Machine Learning and Literary Translation

Very excited to announce a new paper on “the predictability of literary translation” as part of the NLP4DH workshop proceedings.

Translation plays an important role in the international circulation of stories and ideas. Translations allow for the more widespread circulation of writing that would otherwise be hindered by global language differences. As such, translations can provide insights not only into the global commerce of ideas, but also the ways in which local regional cultures represent world cultures through their selection of works for translation.

Prior work in computational linguistics has shown that translations are detectable through distinctive linguistic features due to the cognitive pressures on authors moving between languages (often called translationese). We wanted to test whether translations also function more like a literary genre, focusing on distinctive topics or themes that introduce novel experiences into target language literatures.
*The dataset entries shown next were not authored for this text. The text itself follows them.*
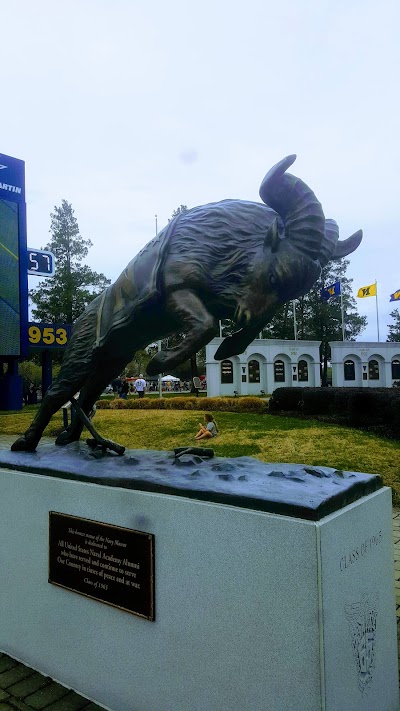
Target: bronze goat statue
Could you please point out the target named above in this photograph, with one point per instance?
(233, 259)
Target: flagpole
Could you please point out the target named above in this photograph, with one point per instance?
(377, 315)
(342, 310)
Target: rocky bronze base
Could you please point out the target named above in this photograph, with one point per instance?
(307, 492)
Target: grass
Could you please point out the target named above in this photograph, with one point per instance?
(266, 437)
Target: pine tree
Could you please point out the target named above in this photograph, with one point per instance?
(62, 298)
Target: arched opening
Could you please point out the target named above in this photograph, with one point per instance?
(226, 372)
(302, 370)
(254, 371)
(373, 370)
(279, 371)
(349, 370)
(395, 369)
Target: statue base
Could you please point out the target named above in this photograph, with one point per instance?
(251, 609)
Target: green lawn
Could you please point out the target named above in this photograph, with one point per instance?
(266, 437)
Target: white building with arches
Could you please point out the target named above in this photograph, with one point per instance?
(368, 365)
(267, 364)
(264, 366)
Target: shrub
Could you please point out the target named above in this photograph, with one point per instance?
(204, 404)
(179, 403)
(251, 404)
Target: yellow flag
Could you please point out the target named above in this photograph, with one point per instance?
(367, 291)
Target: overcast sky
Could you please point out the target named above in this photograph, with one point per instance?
(129, 109)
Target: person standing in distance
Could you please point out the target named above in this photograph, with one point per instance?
(140, 385)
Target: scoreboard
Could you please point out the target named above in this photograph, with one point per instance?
(13, 259)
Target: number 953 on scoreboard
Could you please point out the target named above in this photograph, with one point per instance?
(48, 335)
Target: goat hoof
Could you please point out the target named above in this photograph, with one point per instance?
(22, 444)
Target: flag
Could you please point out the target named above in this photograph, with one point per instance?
(332, 290)
(367, 291)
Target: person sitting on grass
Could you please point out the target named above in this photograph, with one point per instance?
(208, 431)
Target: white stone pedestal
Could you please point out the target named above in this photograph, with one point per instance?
(254, 611)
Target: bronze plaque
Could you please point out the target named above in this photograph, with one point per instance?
(107, 563)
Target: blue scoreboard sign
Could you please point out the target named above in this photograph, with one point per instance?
(41, 263)
(13, 259)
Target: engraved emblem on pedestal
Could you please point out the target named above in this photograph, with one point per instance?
(362, 618)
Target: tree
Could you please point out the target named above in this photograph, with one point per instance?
(319, 320)
(62, 298)
(394, 328)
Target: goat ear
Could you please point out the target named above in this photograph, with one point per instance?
(272, 238)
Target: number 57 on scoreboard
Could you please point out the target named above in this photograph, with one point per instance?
(40, 262)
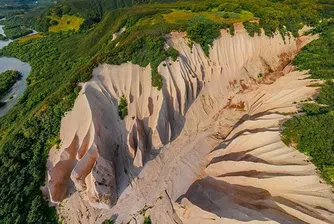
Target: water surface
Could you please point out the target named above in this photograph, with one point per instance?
(17, 90)
(8, 63)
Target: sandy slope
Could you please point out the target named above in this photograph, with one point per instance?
(204, 149)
To do so, constructed a parallel corpus of ~ 21,000 documents drawn from the Hathi Trust Digital Library split between fiction originally written in English and translations of fiction into English from over 120 different languages. Our goal was to test whether we could build a classifier to predict translations based only on content words (not translationese) while masking geographically distinct words (like Paris, Sir, Madame, etc.).

We found that representing our documents using a topic model with geographic words removed still allowed for very high levels of predictability. Not only did translations exhibit distinctive topics, but we also found that the translations’ region of origin was also predictable with a good degree of accuracy (see Table below).

This suggests to us that translations do indeed serve as a literary genre introducing novel narrative experiences into target literary cultures. While the topic of future work, initial inspection of the data suggests that the thematic distinctiveness of translations are strongly driven by regional stereotypes. More work to come!

Fig. 2 Results of our classification tasks. T = Translations, O = Originals. For our regional tests we ran two tasks, one binary on European translations compared to the rest of the world (Non) and then a four-way task on the four regions listed.